AI-Assisted Analytics for Practical Education Appraisal: Evaluating Agriculture–Forestry Management Training with Multi-Indicator Models
Main article
Abstract
Agriculture–forestry economic management is a strategically important undergraduate major in China, but its practical education component is difficult to appraise because the discipline mixes economic, ecological, organisational and field-skill content. This study designs an AI-assisted multi-indicator appraisal framework that combines factor analysis, the analytic hierarchy process (AHP), entropy weighting, fuzzy comprehensive evaluation and gradient-boosted scoring, and applies it to data drawn from five Chinese agricultural universities.
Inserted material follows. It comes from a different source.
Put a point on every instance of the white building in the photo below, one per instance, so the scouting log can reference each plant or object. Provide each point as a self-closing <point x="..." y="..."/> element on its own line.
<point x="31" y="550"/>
A four-dimension, eighteen-indicator instrument was completed by 412 senior undergraduate students, 38 faculty members, 24 administrators and 64 peer teachers, and was triangulated against 2,154 practice-base log records. Factor analysis extracted four latent factors whose structure matched the conceptual dimensions of the instrument (Cronbach α between 0.81 and 0.93). The AI-assisted scoring engine outperformed the three classical methods on reliability and discriminant validity, while AHP retained the strongest stakeholder interpretability. Empirical results show that instructor competence carries the largest aggregate weight (0.291–0.328 across methods) and that practical operation ability, teaching methods and practicality are the three highest individual indicators. A three-stage optimisation pathway is proposed (0–6, 6–18 and 18–36 months) and projected outcomes include a 23–31% rise in employer-rated graduate competence and an 18% increase in postgraduate placement. The framework gives Chinese agricultural universities a reproducible, analytics-grounded route to align practical education with rural revitalisation policy and the training needs of the modern agriculture–forestry sector.